Vor Prozessauftakt in Göttingen: Neue Debatte um Organspende
Einen Tag vor dem Beginn des ersten Prozesses zur Aufarbeitung der Transplantationsaffäre befeuert eine neue Debatte die Organspende. Grüne und Linke fordern eine grundsätzliche Reform des Vergabesystems - und kassieren dafür heftige Kritik.
Ein Jahr nach Bekanntwerden des Transplantationsskandals ist eine neue Debatte über die Reform des Organspendesystems in Deutschland ausgebrochen. Grünen-Fraktionschefin Renate Künast schlug vor, eine öffentlich-rechtliche Institution soll die Koordination der Organspenden übernehmen. Die Bundesregierung habe sich „bislang einer grundlegenden Reform des Systems verweigert“, sagte Künast der „Frankfurter Allgemeinen Sonntagszeitung“. Die Linkspartei- Abgeordnete Kathrin Vogler verlangte, es müsse „neu und sehr grundsätzlich“ über das System nachgedacht werden. Gesundheitsexperten von SPD und FDP widersprachen den beiden Politikerinnen.
Am Montag beginnt der erste Prozess zur Aufarbeitung der Affäre. Darin geht es um Manipulationen bei Leberverpflanzungen an der Universitätsklinik Göttingen. Unter dem Eindruck der Vorfälle in Kliniken in Regensburg, Göttingen, Leipzig und München war die Zahl der Organspenden im vergangenen Jahr auf einen Tiefstand gefallen. Lediglich 1046 Menschen und damit 12,8 Prozent weniger als im Vorjahr spendeten in Deutschland nach ihrem Tod Organe.
SPD-Gesundheitsexperte Karl Lauterbach erteilte dem Vorschlag von Künast eine Absage. „Das ist eine medizinische Aufgabe, die von den Selbstverwaltungsorganen erfüllt und von der Politik kontrolliert werden muss“, sagte Lauterbach dem Tagesspiegel. Er zeigte sich mit den bisherigen Änderungen in Folge des Skandals zufrieden: Die Fälle, die sich als „krasse Einzelfälle“ erwiesen hätten, seien „im heutigen System nicht mehr möglich“. Gleichwohl schlage die SPD vor, das Amt eines Organtransplantations-Beauftragten im Parlament zu schaffen. Das sei wichtig, um verloren gegangenes Vertrauen zurückzugewinnen.

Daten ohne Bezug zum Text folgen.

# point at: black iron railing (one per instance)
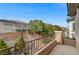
(27, 48)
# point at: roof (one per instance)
(12, 21)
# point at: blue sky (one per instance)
(52, 13)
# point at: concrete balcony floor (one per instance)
(64, 50)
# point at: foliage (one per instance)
(36, 25)
(58, 28)
(44, 29)
(20, 44)
(47, 40)
(3, 45)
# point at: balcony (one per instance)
(47, 45)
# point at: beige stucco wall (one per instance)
(59, 37)
(77, 29)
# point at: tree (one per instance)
(58, 28)
(20, 45)
(36, 26)
(3, 45)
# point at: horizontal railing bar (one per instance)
(25, 43)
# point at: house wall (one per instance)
(70, 27)
(77, 29)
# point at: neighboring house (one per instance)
(71, 27)
(12, 26)
(73, 11)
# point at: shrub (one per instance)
(20, 44)
(3, 45)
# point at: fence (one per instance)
(27, 48)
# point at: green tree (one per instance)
(36, 26)
(20, 45)
(3, 45)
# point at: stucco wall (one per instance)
(59, 37)
(77, 29)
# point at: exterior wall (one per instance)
(77, 29)
(70, 26)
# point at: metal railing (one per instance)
(27, 48)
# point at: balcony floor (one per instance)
(64, 50)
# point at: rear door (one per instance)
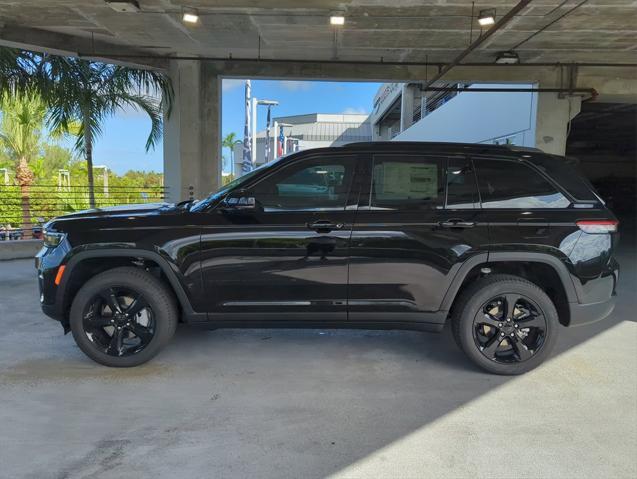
(411, 235)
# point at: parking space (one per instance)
(313, 403)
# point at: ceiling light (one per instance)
(337, 19)
(507, 58)
(486, 17)
(123, 6)
(190, 16)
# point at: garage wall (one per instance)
(480, 118)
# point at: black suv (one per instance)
(506, 243)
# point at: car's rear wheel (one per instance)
(123, 317)
(505, 324)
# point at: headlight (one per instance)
(52, 239)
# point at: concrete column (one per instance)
(192, 133)
(553, 115)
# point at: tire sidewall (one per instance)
(154, 294)
(484, 294)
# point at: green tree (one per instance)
(87, 92)
(20, 132)
(229, 141)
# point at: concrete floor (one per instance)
(310, 403)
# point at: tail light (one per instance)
(598, 226)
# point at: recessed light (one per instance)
(123, 6)
(507, 58)
(486, 17)
(337, 20)
(190, 16)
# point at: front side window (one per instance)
(404, 182)
(508, 184)
(313, 184)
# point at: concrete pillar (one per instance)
(553, 115)
(192, 133)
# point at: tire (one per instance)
(480, 327)
(111, 331)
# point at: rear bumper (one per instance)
(589, 313)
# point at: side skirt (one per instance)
(432, 322)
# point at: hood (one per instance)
(121, 211)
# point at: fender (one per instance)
(188, 313)
(522, 256)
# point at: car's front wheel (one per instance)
(505, 324)
(123, 317)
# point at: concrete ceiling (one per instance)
(598, 31)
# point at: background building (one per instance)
(401, 112)
(312, 130)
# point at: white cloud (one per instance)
(354, 111)
(231, 84)
(293, 85)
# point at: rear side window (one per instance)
(462, 191)
(507, 184)
(404, 182)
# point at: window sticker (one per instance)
(407, 180)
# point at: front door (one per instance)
(418, 221)
(286, 259)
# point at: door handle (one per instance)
(324, 225)
(456, 223)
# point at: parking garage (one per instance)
(317, 403)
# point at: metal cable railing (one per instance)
(24, 211)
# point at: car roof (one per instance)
(438, 145)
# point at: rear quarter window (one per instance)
(509, 184)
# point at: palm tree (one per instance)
(229, 141)
(85, 92)
(20, 132)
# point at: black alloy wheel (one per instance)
(123, 316)
(505, 324)
(509, 328)
(119, 321)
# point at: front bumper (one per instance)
(47, 262)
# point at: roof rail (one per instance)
(363, 144)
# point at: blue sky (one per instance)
(121, 146)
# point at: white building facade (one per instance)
(302, 132)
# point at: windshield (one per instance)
(237, 182)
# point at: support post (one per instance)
(552, 121)
(192, 133)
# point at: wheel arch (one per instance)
(86, 264)
(546, 271)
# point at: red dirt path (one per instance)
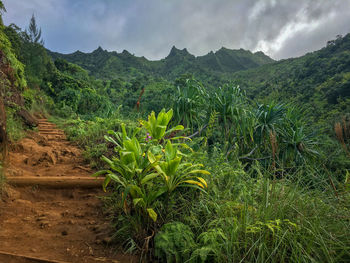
(58, 225)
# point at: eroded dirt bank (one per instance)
(64, 224)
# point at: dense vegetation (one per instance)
(223, 173)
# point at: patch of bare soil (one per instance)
(41, 223)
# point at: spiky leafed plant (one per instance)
(268, 118)
(235, 119)
(189, 104)
(297, 144)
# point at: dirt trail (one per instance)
(58, 222)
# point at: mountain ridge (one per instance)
(99, 62)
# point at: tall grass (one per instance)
(248, 217)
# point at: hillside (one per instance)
(319, 81)
(107, 65)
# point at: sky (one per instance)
(279, 28)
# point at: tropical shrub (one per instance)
(148, 173)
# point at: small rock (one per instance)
(41, 218)
(23, 202)
(107, 240)
(45, 224)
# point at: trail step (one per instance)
(56, 181)
(16, 258)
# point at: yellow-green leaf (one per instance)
(195, 182)
(199, 172)
(203, 181)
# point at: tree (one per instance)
(33, 33)
(2, 10)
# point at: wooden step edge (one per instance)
(55, 181)
(11, 257)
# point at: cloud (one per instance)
(280, 28)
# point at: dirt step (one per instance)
(51, 132)
(15, 258)
(58, 182)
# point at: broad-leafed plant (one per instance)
(146, 173)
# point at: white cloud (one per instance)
(280, 28)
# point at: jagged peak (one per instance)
(98, 50)
(125, 52)
(175, 52)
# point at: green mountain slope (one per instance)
(108, 65)
(319, 81)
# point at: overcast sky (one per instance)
(279, 28)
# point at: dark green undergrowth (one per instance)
(89, 134)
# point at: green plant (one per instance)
(147, 174)
(174, 243)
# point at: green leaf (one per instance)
(149, 177)
(152, 214)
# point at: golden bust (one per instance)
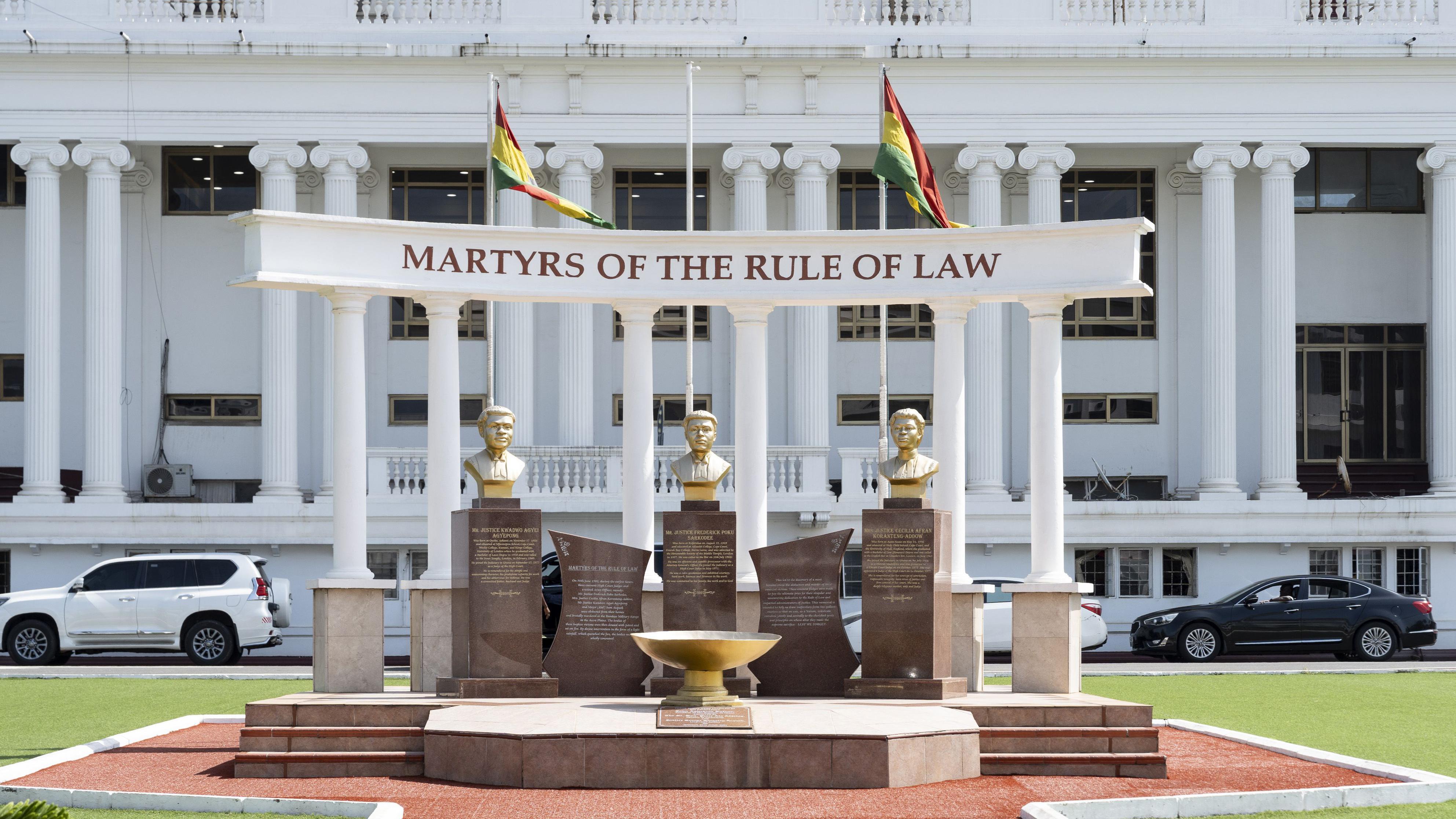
(701, 469)
(494, 469)
(908, 472)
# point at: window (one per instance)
(1324, 562)
(215, 410)
(1368, 565)
(12, 377)
(385, 565)
(1360, 392)
(209, 181)
(669, 323)
(414, 411)
(1413, 571)
(1091, 568)
(1093, 488)
(408, 320)
(12, 191)
(1180, 572)
(654, 200)
(666, 408)
(1113, 195)
(437, 194)
(903, 322)
(1110, 408)
(1360, 180)
(864, 411)
(849, 584)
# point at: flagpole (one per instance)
(883, 488)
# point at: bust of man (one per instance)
(701, 469)
(494, 469)
(909, 470)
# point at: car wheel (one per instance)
(33, 642)
(1199, 643)
(209, 643)
(1375, 642)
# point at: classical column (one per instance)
(576, 164)
(950, 427)
(43, 162)
(637, 427)
(280, 162)
(516, 325)
(750, 165)
(750, 412)
(1441, 356)
(1279, 479)
(343, 164)
(812, 328)
(1218, 164)
(986, 337)
(443, 430)
(104, 162)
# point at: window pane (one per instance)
(1342, 180)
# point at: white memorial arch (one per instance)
(351, 260)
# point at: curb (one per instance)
(1411, 787)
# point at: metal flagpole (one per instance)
(883, 486)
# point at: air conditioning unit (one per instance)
(168, 481)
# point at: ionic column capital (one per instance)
(1219, 159)
(1046, 159)
(810, 159)
(986, 159)
(1280, 158)
(102, 156)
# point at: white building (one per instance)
(1294, 156)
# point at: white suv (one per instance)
(209, 606)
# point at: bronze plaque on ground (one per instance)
(504, 562)
(798, 600)
(593, 654)
(737, 716)
(906, 628)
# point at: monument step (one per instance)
(1136, 766)
(308, 764)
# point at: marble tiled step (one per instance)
(1040, 739)
(1139, 766)
(318, 738)
(305, 764)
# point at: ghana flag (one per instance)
(902, 162)
(513, 174)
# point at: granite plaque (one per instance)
(798, 600)
(593, 654)
(730, 718)
(908, 614)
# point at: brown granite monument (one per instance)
(593, 654)
(798, 600)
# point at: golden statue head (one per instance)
(701, 430)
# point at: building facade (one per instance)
(1294, 158)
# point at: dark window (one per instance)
(113, 577)
(12, 377)
(656, 200)
(1360, 180)
(209, 181)
(212, 572)
(1113, 195)
(167, 574)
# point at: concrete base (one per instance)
(348, 639)
(900, 688)
(1046, 642)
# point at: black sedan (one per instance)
(1301, 614)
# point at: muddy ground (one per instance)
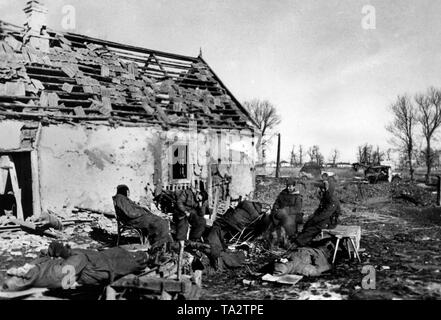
(400, 239)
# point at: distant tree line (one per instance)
(414, 128)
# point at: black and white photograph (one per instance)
(229, 151)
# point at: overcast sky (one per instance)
(330, 79)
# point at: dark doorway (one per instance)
(22, 162)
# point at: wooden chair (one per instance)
(122, 227)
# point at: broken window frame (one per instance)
(187, 177)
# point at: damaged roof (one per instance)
(79, 78)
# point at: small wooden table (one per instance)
(352, 235)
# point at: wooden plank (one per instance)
(153, 284)
(16, 189)
(36, 200)
(33, 227)
(22, 294)
(216, 204)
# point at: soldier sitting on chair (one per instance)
(154, 227)
(191, 206)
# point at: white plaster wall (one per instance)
(10, 134)
(234, 148)
(82, 166)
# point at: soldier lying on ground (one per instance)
(154, 227)
(308, 261)
(63, 267)
(247, 214)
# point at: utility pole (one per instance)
(278, 158)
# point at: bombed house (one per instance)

Auch der FDP-Gesundheitspolitiker Lars Lindemann wandte sich gegen den Vorschlag. „Keines der vorhandenen Probleme wird durch eine Verstaatlichung gelöst“, sagte er. „Wir Politiker sollten nicht so tun, als ob es bei diesem sensiblen Thema einfache Lösungen gebe“, meinte er. „Wir müssen dafür sorgen, dass das Vertrauen gestärkt wird.“
In Göttingen muss sich von heute an vor der Schwurgerichtskammer des Landgerichts der ehemalige Leiter der Transplantationschirurgie der Universitätsklinik verantworten. Dem Oberarzt wird versuchter Totschlag in elf sowie Körperverletzung mit Todesfolge in drei Fällen vorgeworfen. Der Mediziner, der in Untersuchungshaft sitzt, soll bei der Meldung von Daten seiner Patienten an die zentrale Vergabestelle von Spenderorganen Eurotransplant absichtlich falsche Angaben gemacht haben.